Они спустились во двор.
— Он гордый, — сказала она о сыне. — Вы его не слушайте… Может, какую пенсию мне за Ивана и выторгуете… И жилье у меня… сами видели…
— Да-да… До свидания… — Петр Федорович угнетенно заторопился к калитке и, как бы прозревая, тоскливо осознал: пока не будет доказано существование 1-го СБОНа, ничего вдова Хоруженко не получит…
В горком он решил больше не идти — бесполезно. С чем идти?

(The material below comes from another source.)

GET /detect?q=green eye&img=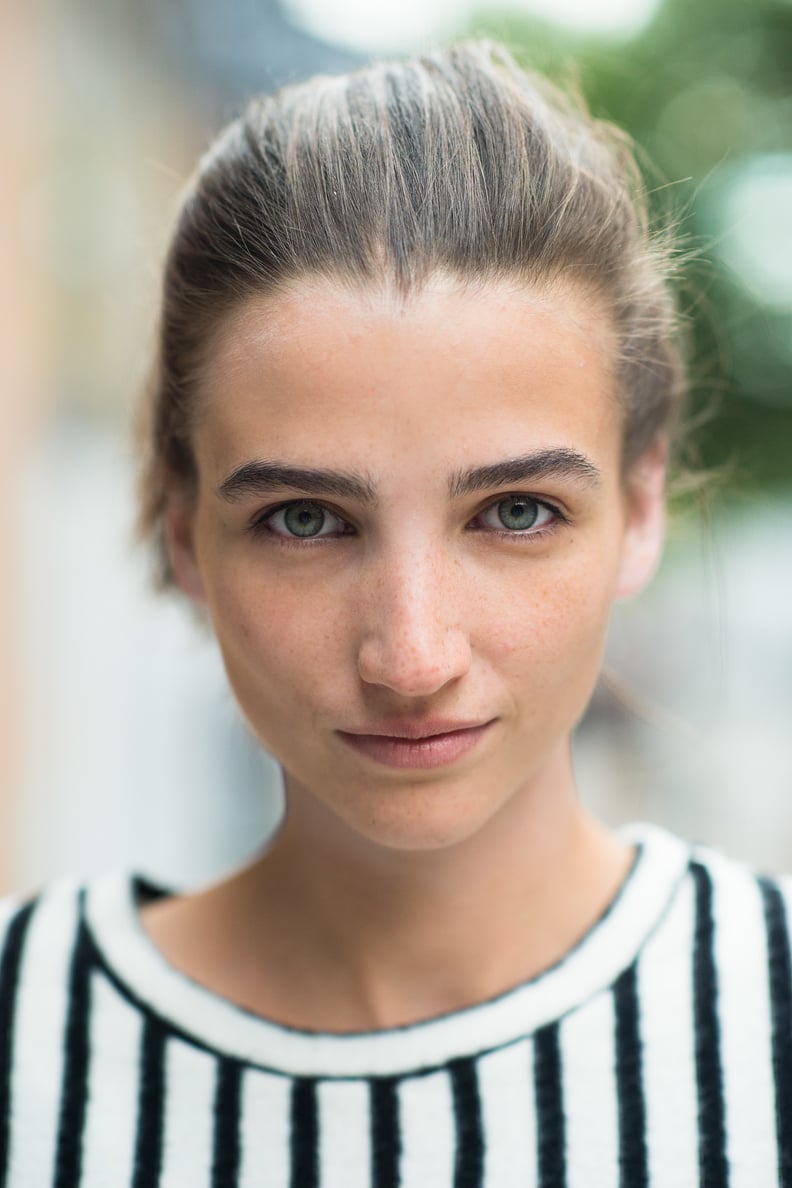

Слова эмоции?..
Назавтра он съехал из гостиницы до двенадцати, до расчетного часа, чтоб не платить за лишние полсуток, и рейсовым автобусом отбыл в аэропорт…
33
— Дед, плохо ведешь себя, — Алеша переписывал набело график своих дежурств на следующий месяц. — Посмотри, на кого похож!
— Что, похудел? — спросил Петр Федорович.